Although our study is not an analytical one comparing provinces based on socioeconomic factors, Kurdistan with the second-lowest human development index (HDI) had the highest dmft versus Sistan and Baluchistan with the lowest HDI had the second-lowest dmft in Iran [
55,
56]. Considering the pattern of sugar consumption and water fluoride has differed among Iranian provinces, perhaps it hides the direct effect of the HDI and can be one of the related causes of this conflict.

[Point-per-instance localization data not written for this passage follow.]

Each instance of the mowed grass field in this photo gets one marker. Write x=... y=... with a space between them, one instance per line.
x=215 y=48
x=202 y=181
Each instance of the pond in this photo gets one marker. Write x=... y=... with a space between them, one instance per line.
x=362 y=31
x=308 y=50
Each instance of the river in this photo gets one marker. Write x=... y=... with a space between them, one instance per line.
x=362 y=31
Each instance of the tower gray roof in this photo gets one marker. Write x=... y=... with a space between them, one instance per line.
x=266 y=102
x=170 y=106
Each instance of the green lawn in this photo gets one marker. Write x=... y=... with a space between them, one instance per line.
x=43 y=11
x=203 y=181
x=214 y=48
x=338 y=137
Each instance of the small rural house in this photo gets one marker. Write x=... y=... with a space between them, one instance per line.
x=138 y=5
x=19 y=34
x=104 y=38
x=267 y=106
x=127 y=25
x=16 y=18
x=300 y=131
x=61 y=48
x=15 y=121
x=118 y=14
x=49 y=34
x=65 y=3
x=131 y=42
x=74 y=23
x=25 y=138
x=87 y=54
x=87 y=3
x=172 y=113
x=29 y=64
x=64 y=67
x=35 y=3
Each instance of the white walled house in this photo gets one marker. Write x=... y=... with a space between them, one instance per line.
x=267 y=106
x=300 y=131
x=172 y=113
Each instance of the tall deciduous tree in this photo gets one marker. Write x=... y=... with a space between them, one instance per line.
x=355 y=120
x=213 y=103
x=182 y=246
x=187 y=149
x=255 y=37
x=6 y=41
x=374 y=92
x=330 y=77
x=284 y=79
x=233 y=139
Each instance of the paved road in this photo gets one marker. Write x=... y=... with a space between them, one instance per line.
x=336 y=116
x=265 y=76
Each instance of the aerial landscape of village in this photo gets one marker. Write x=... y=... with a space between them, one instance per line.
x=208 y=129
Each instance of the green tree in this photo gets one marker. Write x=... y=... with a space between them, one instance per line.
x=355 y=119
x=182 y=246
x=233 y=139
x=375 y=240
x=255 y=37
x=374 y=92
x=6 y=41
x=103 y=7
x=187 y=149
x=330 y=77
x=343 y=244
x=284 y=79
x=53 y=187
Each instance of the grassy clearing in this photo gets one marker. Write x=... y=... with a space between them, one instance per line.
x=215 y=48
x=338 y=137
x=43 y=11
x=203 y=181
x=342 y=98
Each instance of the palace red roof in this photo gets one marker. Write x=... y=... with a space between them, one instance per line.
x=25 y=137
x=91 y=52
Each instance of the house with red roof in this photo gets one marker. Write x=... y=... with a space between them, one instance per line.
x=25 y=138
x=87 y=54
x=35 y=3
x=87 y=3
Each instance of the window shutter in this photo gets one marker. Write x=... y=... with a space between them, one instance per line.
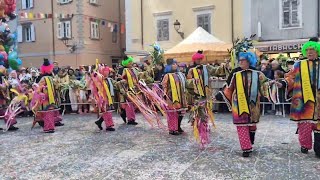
x=97 y=31
x=19 y=31
x=23 y=4
x=59 y=30
x=33 y=34
x=68 y=29
x=159 y=31
x=92 y=29
x=31 y=3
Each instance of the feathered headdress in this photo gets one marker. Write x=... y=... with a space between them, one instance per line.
x=310 y=44
x=198 y=56
x=250 y=57
x=126 y=61
x=168 y=67
x=46 y=67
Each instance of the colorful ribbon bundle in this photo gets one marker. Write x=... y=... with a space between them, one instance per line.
x=149 y=114
x=199 y=115
x=14 y=108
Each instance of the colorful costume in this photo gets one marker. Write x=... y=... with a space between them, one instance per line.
x=198 y=87
x=102 y=89
x=305 y=107
x=128 y=83
x=173 y=84
x=242 y=96
x=45 y=102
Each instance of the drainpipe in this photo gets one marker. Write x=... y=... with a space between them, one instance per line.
x=318 y=17
x=232 y=22
x=53 y=33
x=141 y=12
x=119 y=29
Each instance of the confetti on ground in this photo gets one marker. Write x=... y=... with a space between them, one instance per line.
x=78 y=151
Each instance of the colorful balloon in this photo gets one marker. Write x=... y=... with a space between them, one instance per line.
x=13 y=55
x=14 y=64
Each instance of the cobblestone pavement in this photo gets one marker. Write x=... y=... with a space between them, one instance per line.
x=78 y=151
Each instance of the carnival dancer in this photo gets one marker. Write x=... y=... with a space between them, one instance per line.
x=5 y=100
x=102 y=89
x=201 y=96
x=82 y=98
x=242 y=95
x=128 y=83
x=173 y=85
x=304 y=81
x=45 y=102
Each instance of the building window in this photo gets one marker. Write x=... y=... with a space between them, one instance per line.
x=204 y=21
x=290 y=13
x=163 y=30
x=27 y=4
x=93 y=2
x=26 y=33
x=95 y=34
x=64 y=29
x=64 y=1
x=114 y=37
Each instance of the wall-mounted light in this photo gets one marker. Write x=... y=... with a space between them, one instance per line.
x=177 y=26
x=65 y=41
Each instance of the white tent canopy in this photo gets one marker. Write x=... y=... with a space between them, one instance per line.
x=200 y=39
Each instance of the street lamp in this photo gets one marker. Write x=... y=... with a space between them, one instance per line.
x=177 y=25
x=65 y=41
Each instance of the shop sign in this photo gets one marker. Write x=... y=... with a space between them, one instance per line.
x=285 y=47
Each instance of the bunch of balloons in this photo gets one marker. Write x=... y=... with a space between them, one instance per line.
x=8 y=54
x=7 y=10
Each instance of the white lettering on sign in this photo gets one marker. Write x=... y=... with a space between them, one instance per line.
x=286 y=47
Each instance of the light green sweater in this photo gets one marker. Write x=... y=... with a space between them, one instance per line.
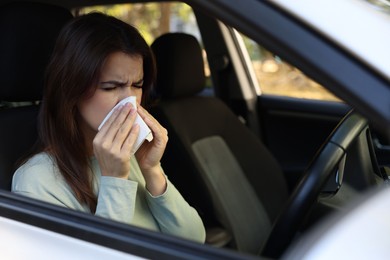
x=126 y=201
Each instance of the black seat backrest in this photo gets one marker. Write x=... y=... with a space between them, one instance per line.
x=216 y=162
x=28 y=33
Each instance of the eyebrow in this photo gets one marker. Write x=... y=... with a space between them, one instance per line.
x=121 y=82
x=114 y=82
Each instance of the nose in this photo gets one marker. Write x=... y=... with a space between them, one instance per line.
x=125 y=92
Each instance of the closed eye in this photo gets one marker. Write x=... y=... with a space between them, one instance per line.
x=138 y=84
x=111 y=85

It has been previously shown that child dental caries follows a socioeconomic gradient [
57,
58] and any oral health promotion program considers target socioeconomic factors [
59]. These factors are so important that even with providing free dental care services for everyone and equal attendance, there would still be inequalities in dental caries experience [
60]. At the same time, they could make inequalities in attendance as well [
61]. Hence, we should make a change from providing dental care to a plan with mostly preventive oral health programs.

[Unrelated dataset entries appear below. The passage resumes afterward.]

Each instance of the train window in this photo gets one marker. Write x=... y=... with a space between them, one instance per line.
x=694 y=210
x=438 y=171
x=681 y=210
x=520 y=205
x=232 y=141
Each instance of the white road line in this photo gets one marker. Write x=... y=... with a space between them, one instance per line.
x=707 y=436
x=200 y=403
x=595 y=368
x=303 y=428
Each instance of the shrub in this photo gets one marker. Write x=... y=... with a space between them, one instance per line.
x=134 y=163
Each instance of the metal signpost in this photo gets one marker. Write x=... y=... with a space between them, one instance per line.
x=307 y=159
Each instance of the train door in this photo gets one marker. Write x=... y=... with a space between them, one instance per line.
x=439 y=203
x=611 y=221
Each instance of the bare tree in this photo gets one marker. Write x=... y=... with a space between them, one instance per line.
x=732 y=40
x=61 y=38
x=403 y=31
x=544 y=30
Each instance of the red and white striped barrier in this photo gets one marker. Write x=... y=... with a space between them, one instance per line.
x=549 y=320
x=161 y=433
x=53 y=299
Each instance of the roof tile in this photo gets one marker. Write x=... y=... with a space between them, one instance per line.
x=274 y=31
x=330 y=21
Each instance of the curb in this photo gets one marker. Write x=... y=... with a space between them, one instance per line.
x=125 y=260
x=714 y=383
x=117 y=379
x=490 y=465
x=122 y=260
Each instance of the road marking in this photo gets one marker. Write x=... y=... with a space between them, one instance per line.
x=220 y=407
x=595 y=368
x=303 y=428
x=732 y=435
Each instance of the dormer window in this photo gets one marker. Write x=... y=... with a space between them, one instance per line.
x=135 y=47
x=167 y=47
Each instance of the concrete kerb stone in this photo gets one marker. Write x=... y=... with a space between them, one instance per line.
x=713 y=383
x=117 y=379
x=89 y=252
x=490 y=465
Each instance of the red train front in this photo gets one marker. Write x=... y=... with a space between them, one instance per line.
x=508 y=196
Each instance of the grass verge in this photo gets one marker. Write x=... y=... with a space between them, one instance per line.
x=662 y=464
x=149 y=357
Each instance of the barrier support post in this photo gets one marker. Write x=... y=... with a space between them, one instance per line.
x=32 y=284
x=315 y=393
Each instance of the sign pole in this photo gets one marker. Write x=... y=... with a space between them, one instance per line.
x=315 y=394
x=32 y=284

Dental caries not only affects body weight, growth and quality of life in children [
62] but also can affect their later life [
63]. Furthermore, dental caries shares common risk factors with various systemic conditions such as obesity, as in both conditions, sugar consumption is the main risk factor [
64‐
66]. Data from Iran’s Agriculture Ministry show that the import of raw sugar was five-fold in 2006 compared to the previous year, and for the consequent years, sugar import has been higher than its export. We believe this could be one of the main causes of increasing dmft of the Iranian children and all other age groups. It is previously suggested to adopt a common risk factor approach in oral health policies [
67,
68].
Strengths
In this paper, the most extensive collections of dental caries of deciduous teeth estimates are provided. By applying a comprehensive systematic search, all qualified published and unpublished sources, in both English and Persian in addition to all national surveys were included. We applied several statistical models and accounted effects of multiple covariates to provide more precise estimates of deciduous teeth dental caries over a long time period in Iran. Furthermore, our study uses rigorous methods to estimate dmft for each province in Iran. That has not been done previously in the literature. Our estimates cover sex and age subgroups, and most importantly, the estimates are presented by their 95% UIs.
Limitations
While this study aimed to provide the most accurate data regarding the dmft of the Iranian children on national and sub-national scales, as all the entry data may not be fully accurate, the estimated results may not be adequately precise in some cases. This has been reflected in wide uncertainty intervals in some estimates. However, our results can satisfactorily inform oral health policies in the lack of accurate and transparent national child oral health surveys. This limitation remarkably highlights the need for improving the oral health national action plan (as part of the national health reform plan) for improving the oral health of the Iranian children. The first step should be regular national surveys to precisely estimate the prevalence of tooth decay among various provinces in Iran along with the incorporation of prevention methods.